Modern Garden Decoration: Fountains and their Roots
Modern Garden Decoration: Fountains and their Roots The amazing or decorative effect of a fountain is just one of the purposes it fulfills, as well as supplying drinking water and adding a decorative touch to your property.From the beginning, outdoor fountains were simply there to serve as functional elements. Inhabitants of cities, townships and small towns used them as a source of drinking water and a place to wash, which meant that fountains had to be connected to nearby aqueduct or spring. Until the late nineteenth, century most water fountains functioned using gravity to allow water to flow or jet into the air, therefore, they needed a source of water such as a reservoir or aqueduct located higher than the fountain.
Artists thought of fountains as wonderful additions to a living space, however, the fountains also served to supply clean water and celebrate the artist responsible for building it. Animals or heroes made of bronze or stone masks were often utilized by Romans to decorate their fountains. Throughout the Middle Ages, Muslim and Moorish garden planners included fountains to create mini variations of the gardens of paradise. King Louis XIV of France wanted to illustrate his superiority over nature by including fountains in the Gardens of Versailles. The Romans of the 17th and 18th centuries manufactured baroque decorative fountains to exalt the Popes who commissioned them as well as to mark the location where the restored Roman aqueducts entered the city.

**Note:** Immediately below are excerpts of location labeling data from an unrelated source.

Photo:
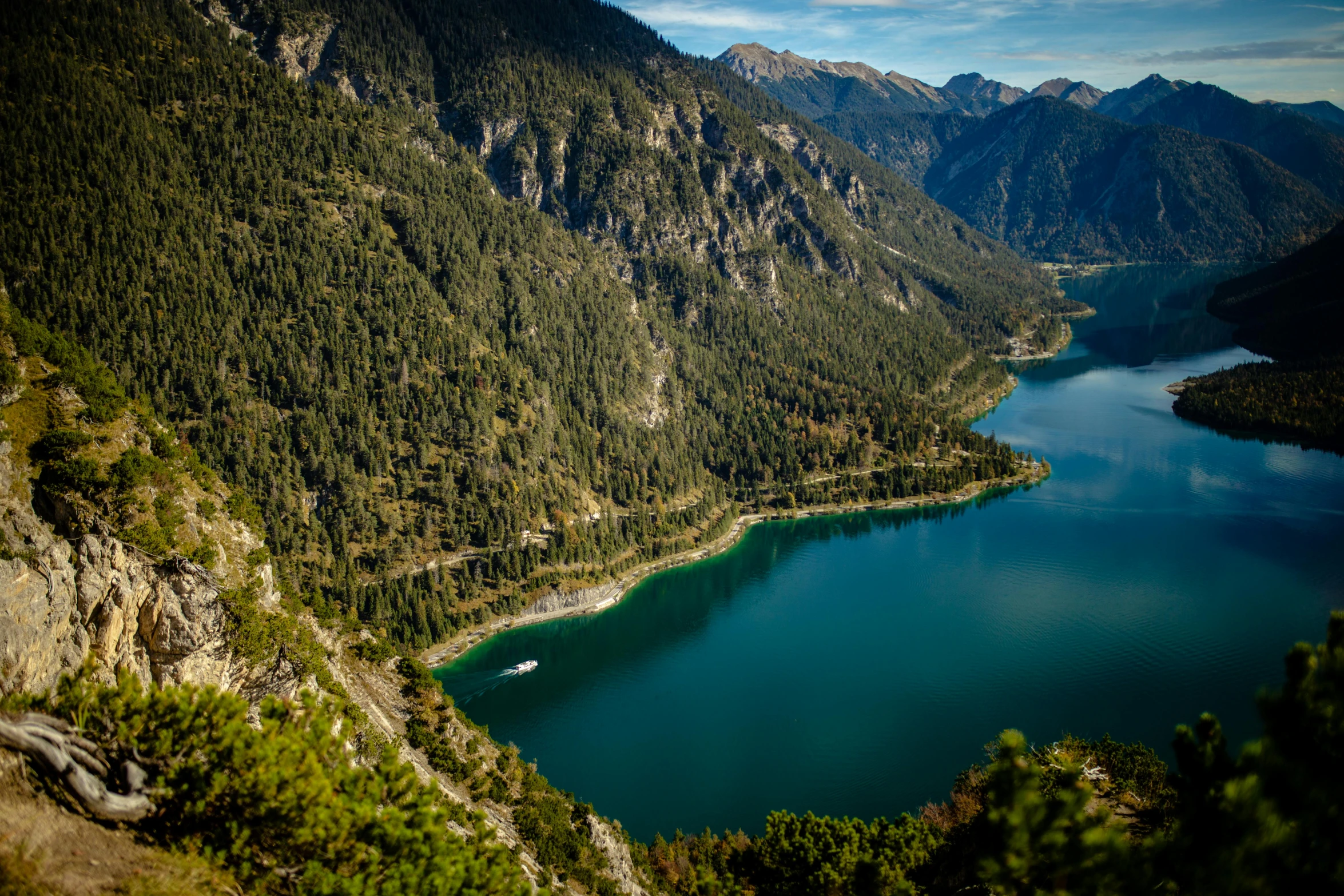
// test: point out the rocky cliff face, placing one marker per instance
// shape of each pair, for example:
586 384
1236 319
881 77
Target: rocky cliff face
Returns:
62 599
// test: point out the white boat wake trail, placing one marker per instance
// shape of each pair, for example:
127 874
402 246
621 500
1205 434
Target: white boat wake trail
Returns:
467 687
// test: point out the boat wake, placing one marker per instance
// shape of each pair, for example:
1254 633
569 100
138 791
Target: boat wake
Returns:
464 688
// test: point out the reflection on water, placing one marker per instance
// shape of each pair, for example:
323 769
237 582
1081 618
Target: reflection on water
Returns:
854 664
1168 318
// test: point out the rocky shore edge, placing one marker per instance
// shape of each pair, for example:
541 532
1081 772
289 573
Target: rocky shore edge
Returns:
607 595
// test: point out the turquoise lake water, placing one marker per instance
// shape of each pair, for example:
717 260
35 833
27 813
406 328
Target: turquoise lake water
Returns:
853 666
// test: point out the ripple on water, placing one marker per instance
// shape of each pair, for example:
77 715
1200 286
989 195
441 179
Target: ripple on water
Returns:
854 666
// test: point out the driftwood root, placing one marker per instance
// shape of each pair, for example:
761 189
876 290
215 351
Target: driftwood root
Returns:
77 763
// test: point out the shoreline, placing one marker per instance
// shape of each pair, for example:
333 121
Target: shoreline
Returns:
609 594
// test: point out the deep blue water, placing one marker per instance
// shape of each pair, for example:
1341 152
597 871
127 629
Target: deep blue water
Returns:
853 666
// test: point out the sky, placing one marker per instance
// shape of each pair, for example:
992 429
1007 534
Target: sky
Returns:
1256 49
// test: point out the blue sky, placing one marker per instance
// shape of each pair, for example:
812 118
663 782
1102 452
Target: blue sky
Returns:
1257 49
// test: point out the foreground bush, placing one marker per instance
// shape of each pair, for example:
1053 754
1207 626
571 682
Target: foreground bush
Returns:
283 806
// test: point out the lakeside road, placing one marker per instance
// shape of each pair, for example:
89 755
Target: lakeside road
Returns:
607 595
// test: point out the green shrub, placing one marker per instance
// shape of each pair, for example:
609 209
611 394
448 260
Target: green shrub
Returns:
206 554
79 475
283 806
150 537
133 469
9 374
259 556
58 445
244 509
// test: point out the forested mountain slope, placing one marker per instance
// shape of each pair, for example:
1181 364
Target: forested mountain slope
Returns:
435 281
1292 310
1055 180
1297 143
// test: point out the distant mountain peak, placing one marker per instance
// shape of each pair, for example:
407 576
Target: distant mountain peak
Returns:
819 86
1128 102
754 61
1076 91
976 86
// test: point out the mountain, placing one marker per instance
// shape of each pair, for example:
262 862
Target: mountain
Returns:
1127 102
1076 91
1327 113
1296 143
906 143
1057 180
977 87
819 87
1292 310
420 289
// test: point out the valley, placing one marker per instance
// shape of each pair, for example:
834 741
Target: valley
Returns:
462 448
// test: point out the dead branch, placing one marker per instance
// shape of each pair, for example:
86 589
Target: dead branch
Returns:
77 763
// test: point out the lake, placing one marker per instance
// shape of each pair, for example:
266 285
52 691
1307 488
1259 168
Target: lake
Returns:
853 666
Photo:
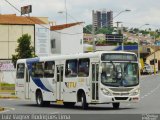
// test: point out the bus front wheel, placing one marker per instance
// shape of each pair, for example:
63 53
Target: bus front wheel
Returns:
116 105
39 99
84 102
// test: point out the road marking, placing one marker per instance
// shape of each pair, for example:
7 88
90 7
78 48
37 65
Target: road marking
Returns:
128 105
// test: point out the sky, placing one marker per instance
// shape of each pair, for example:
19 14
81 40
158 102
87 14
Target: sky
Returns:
142 11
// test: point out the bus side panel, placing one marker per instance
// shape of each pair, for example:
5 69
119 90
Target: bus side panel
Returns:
69 88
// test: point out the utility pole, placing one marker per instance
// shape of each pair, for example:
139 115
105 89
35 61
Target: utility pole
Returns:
66 10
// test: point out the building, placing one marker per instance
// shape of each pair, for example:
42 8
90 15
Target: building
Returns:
110 19
102 19
67 38
96 19
13 27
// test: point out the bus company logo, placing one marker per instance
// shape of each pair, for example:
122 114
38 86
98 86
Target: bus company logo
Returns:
70 84
150 117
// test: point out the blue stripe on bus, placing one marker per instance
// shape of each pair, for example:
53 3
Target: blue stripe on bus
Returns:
37 81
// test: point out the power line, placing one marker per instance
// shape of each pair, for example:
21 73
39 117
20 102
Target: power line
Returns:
38 23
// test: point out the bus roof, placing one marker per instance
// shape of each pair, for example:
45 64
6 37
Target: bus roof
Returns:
73 56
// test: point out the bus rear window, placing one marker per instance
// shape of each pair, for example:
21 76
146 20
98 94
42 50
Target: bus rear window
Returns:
20 71
118 57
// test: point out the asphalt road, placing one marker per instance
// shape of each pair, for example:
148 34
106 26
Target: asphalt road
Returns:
149 103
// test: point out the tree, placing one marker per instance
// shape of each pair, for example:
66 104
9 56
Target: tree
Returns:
87 29
24 49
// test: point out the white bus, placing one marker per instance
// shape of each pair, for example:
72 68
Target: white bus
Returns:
88 78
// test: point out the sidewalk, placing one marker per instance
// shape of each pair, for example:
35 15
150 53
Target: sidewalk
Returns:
7 95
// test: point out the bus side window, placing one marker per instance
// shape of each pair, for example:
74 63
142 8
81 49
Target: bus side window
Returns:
49 68
37 69
20 70
71 68
83 67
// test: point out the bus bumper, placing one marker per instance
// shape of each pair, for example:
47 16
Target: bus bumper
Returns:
115 99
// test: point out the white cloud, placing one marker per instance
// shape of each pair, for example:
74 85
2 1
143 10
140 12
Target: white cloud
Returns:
142 11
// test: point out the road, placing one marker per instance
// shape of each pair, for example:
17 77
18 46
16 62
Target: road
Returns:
149 103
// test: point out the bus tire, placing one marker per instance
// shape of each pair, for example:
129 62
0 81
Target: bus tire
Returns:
116 105
69 104
83 101
39 99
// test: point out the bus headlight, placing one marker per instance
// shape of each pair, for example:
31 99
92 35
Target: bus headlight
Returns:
135 92
105 91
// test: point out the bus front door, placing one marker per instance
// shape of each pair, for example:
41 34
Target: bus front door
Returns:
27 82
95 83
59 69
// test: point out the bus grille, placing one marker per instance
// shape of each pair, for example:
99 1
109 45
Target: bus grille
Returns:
121 89
121 98
121 94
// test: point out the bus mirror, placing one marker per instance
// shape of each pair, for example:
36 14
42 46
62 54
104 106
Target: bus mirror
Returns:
100 69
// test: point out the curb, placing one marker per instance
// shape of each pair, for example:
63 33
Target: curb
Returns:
1 109
8 97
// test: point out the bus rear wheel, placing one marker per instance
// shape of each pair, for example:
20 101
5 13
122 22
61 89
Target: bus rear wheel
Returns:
39 100
84 102
116 105
69 104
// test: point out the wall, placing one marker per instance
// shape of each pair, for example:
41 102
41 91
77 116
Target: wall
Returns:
9 35
57 37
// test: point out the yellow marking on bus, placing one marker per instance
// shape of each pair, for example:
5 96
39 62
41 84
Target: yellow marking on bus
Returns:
71 84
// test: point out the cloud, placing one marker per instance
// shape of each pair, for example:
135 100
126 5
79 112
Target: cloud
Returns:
142 11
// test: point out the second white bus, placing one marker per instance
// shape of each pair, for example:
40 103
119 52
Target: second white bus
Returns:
89 78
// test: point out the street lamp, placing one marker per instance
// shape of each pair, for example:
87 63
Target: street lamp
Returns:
93 31
139 45
126 10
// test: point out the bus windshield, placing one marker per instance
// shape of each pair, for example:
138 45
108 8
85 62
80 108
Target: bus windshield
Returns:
120 74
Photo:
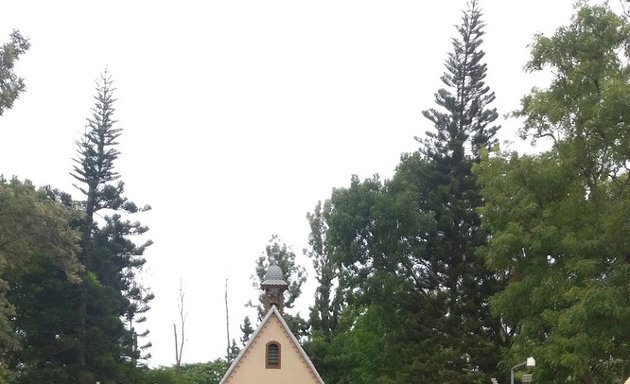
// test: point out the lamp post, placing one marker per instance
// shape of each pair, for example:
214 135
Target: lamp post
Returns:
530 363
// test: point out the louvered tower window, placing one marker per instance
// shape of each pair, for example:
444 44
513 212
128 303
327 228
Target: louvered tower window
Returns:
272 358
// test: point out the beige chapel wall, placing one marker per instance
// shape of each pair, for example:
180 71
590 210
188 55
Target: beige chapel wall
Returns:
251 368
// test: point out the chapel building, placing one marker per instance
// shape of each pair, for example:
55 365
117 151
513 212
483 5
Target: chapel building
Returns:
273 355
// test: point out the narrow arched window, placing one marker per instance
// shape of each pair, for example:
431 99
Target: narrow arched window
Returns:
272 355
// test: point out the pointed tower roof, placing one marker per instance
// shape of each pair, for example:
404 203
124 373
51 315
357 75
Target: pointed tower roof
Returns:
274 276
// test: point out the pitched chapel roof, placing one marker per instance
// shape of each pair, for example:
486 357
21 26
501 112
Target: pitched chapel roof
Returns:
272 312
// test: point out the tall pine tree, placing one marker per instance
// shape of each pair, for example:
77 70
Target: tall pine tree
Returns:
468 337
110 290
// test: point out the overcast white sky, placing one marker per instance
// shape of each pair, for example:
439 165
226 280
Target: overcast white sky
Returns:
239 116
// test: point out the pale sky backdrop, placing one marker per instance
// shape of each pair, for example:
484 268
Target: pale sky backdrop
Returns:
239 116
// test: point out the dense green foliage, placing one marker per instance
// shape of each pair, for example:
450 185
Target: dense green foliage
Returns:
464 263
416 292
10 84
560 219
199 373
33 229
75 293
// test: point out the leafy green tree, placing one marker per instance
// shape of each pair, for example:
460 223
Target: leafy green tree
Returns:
10 84
33 227
325 312
89 332
560 219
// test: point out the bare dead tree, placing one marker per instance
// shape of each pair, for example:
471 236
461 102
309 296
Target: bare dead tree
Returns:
179 343
227 321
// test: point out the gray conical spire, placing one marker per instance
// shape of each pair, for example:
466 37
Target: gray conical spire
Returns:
274 287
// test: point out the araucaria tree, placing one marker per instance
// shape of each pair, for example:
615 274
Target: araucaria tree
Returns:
112 259
455 315
417 294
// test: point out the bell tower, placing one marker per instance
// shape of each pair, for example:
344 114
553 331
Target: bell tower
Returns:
274 287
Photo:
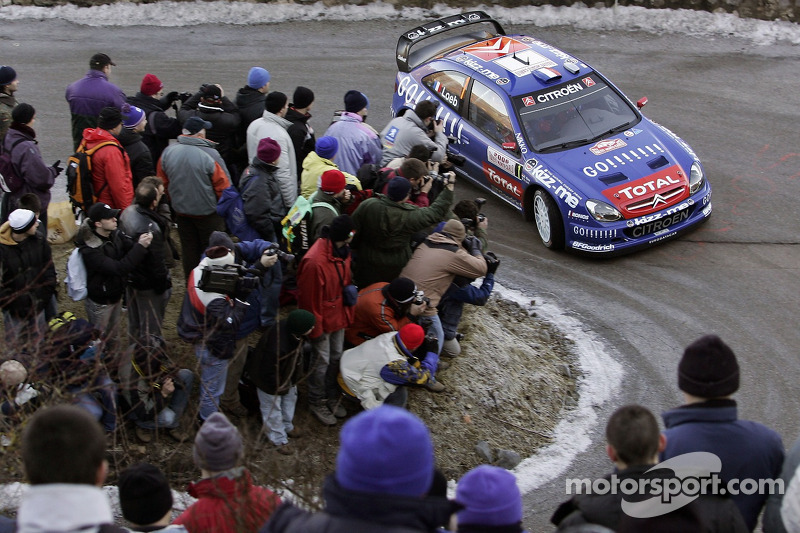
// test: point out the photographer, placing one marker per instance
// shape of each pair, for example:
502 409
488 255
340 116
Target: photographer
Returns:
161 127
383 307
157 390
376 371
438 260
415 127
213 310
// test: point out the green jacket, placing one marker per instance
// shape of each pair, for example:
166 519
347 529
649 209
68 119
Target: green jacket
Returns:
383 234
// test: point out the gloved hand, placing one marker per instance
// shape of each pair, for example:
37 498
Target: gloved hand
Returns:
492 262
245 286
26 393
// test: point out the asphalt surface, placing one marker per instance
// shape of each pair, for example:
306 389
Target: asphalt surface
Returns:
734 102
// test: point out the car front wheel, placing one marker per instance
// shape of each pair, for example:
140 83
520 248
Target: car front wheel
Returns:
548 220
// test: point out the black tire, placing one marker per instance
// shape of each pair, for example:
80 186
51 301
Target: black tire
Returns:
548 220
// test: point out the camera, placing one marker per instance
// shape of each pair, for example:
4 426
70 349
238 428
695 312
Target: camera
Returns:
229 280
456 159
274 249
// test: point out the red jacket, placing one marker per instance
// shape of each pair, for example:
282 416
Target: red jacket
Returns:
373 315
320 278
228 505
110 165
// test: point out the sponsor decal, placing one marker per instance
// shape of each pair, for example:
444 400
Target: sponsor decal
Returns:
495 48
566 90
660 224
607 145
614 162
594 233
524 62
503 161
560 190
654 183
592 247
505 184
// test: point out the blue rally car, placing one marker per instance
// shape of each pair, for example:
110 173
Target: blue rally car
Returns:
551 136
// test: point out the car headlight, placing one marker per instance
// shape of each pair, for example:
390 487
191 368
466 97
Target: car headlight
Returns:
602 211
696 178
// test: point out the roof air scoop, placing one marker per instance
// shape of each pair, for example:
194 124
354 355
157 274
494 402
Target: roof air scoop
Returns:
546 74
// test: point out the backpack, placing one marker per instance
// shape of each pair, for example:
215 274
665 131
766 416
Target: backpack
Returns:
80 186
231 207
10 180
76 276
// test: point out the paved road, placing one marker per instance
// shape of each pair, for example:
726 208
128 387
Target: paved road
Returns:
735 103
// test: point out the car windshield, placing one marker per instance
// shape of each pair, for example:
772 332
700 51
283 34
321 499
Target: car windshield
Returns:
573 114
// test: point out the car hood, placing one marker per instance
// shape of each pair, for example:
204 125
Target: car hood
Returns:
640 171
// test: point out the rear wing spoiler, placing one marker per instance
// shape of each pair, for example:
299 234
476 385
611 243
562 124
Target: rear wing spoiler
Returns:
420 33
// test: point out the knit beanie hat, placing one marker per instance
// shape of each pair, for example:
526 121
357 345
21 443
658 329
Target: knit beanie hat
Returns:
109 118
332 181
340 228
708 368
412 336
398 189
7 75
355 101
219 256
268 150
303 97
401 290
21 220
326 147
144 494
218 445
150 85
300 321
220 238
375 449
275 101
455 228
132 116
490 497
23 113
257 77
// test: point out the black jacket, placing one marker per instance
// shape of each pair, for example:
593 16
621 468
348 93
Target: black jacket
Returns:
139 154
108 262
27 273
302 135
160 126
152 272
275 364
348 511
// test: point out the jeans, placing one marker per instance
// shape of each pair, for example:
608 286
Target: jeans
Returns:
277 412
146 312
213 373
326 352
170 416
100 399
271 283
230 397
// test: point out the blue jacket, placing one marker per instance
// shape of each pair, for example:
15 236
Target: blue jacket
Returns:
748 450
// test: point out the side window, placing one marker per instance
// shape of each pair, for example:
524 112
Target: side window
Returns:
448 85
488 112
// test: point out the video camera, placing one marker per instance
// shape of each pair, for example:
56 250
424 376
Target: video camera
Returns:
230 280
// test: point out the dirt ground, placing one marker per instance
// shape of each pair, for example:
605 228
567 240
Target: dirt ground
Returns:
509 387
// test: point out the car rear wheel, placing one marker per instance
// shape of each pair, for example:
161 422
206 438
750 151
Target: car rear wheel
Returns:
548 220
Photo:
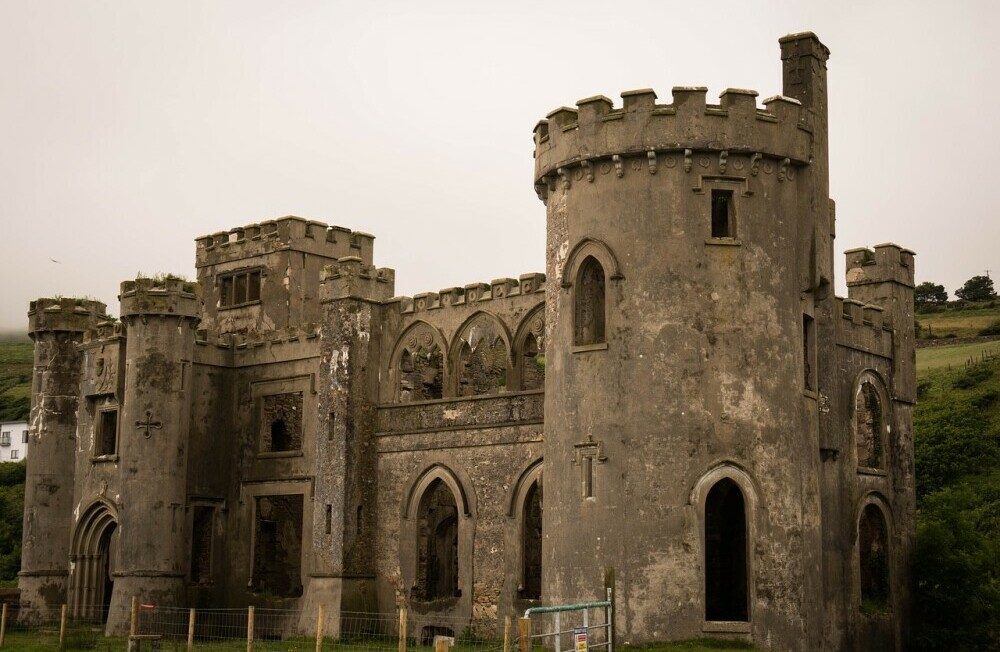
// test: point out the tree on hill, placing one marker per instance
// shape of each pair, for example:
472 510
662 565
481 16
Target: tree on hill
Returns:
977 288
929 294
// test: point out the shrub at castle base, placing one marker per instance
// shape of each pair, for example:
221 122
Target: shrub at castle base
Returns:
680 398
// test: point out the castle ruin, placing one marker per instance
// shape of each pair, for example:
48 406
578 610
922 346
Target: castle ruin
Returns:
679 408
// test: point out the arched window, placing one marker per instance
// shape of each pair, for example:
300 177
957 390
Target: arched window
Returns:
420 375
873 553
531 545
869 425
532 363
726 593
437 544
589 306
482 367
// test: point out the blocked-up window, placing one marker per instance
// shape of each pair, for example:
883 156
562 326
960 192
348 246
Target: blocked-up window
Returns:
420 375
239 288
201 544
531 545
722 214
589 308
726 574
281 422
869 426
437 544
873 551
277 553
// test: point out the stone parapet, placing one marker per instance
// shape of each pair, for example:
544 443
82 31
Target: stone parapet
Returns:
291 233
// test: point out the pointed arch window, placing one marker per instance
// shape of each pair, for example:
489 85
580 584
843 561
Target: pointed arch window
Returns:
726 576
589 303
873 559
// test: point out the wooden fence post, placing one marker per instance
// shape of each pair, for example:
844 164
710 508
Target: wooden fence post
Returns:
524 635
319 629
250 629
3 624
402 629
62 627
191 630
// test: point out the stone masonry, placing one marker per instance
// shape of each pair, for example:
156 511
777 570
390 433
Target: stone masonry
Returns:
679 409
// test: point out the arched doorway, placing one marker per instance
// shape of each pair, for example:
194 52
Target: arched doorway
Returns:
93 557
726 594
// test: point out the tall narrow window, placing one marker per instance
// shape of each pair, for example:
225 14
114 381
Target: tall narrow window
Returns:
589 306
868 425
726 553
808 347
873 550
107 433
722 214
201 544
531 545
437 544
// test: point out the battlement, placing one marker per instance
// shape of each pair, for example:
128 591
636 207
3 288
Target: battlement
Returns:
498 289
286 233
64 314
865 327
596 131
160 296
104 332
887 263
351 277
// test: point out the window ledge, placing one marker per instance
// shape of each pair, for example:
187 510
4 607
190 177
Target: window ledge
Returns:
599 346
270 455
725 627
245 304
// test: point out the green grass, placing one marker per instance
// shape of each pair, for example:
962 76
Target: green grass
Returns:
16 359
954 356
958 322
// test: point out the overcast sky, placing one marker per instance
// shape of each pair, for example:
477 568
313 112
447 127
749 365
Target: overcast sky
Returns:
129 128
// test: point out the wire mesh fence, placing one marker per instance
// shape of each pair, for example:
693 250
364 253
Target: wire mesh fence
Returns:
256 629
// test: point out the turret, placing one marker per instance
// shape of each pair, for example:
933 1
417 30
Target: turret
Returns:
688 245
57 327
884 277
160 318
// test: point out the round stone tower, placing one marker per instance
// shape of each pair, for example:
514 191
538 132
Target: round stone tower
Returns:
160 318
689 252
57 327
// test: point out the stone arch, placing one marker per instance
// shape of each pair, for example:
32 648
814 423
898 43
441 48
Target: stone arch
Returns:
590 247
727 502
874 529
524 511
92 554
481 353
418 367
529 351
870 420
436 539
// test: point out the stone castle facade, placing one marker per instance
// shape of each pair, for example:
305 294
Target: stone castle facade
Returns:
717 436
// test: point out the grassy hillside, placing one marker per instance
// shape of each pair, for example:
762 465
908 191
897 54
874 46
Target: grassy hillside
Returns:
15 380
957 319
956 561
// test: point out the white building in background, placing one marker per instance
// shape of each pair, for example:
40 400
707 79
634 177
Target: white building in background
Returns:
13 441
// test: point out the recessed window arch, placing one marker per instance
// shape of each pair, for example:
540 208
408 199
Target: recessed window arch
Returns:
589 306
873 558
726 576
870 423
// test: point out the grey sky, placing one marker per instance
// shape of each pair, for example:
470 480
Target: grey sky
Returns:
128 128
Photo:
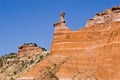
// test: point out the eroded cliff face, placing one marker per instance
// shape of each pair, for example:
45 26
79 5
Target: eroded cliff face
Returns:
107 16
91 53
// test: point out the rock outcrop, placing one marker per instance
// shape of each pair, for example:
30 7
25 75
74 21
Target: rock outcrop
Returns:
29 48
107 16
91 53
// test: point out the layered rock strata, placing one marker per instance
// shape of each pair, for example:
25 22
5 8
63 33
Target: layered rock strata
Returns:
107 16
91 53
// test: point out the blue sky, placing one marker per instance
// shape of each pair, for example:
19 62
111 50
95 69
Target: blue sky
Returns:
25 21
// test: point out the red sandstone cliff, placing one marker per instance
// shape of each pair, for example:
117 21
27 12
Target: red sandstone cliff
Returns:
91 53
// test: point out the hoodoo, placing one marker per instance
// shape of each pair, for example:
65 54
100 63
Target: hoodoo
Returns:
91 53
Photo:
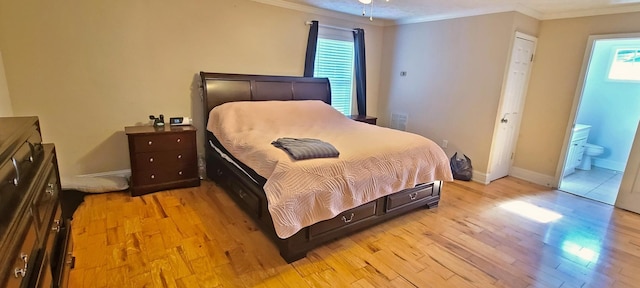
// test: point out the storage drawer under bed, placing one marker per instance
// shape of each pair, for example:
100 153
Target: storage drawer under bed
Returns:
409 196
344 219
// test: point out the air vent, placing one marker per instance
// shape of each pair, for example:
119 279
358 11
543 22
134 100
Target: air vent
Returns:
399 121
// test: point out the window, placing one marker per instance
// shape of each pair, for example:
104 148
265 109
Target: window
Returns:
625 65
334 60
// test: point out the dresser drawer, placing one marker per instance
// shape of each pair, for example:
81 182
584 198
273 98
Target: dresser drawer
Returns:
344 219
24 259
406 197
163 142
166 174
155 160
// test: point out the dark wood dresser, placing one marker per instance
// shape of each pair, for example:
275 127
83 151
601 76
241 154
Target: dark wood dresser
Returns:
162 158
34 237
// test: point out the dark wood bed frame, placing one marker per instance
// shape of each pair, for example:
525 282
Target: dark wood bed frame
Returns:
220 88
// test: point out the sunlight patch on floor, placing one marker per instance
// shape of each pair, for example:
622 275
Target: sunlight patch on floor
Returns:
531 211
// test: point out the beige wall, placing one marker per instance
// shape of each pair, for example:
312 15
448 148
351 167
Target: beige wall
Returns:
455 70
552 88
5 101
89 68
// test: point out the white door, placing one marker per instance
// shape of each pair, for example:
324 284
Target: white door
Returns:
629 193
508 120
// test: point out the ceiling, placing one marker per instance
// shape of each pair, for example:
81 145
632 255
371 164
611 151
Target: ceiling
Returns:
411 11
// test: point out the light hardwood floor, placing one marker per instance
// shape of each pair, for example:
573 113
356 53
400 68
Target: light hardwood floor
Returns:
197 237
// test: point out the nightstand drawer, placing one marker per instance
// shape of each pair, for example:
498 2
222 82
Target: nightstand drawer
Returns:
163 142
162 158
165 174
176 158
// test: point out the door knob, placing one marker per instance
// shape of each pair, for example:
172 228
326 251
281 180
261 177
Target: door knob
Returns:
504 118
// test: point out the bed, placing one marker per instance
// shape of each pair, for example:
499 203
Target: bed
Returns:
247 186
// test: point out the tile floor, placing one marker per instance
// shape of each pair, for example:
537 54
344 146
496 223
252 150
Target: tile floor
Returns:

Indoor plumbing became the key source of water by the end of the 19th century thereby limiting urban fountains to mere decorative elements. The creation of unique water effects and the recycling of water were 2 things made possible by swapping gravity with mechanical pumps.
Modern-day fountains function mostly as decoration for open spaces, to honor individuals or events, and enhance entertainment and recreational events.
Bernini’s Early Italian Water Fountains
Bernini’s Early Italian Water Fountains The Barcaccia, a stunning water fountain built at the base of the Trinita dei Monti in Piaza di Spagna, was Bernini's earliest water fountain.
To this day, you will see Roman locals and vacation goers occupying this area to revel in chit chatter and being among other people. The streets surrounding his fountain have come to be one of the city’s most fashionable meeting places, something which would certainly have pleased Bernini himself. In about 1630, the great master built the first water fountain of his career at the behest of Pope Ubano VIII. Depicted in the fountain's design is a great ship slowly sinking into the Mediterranean Sea. The great flooding of the Tevere that blanketed the whole region with water in the 16th was memorialized by this momentous fountain as recorded by documents dating back to this time. In 1665 Bernini journeyed to France, in what was to be his sole prolonged absence from Italy.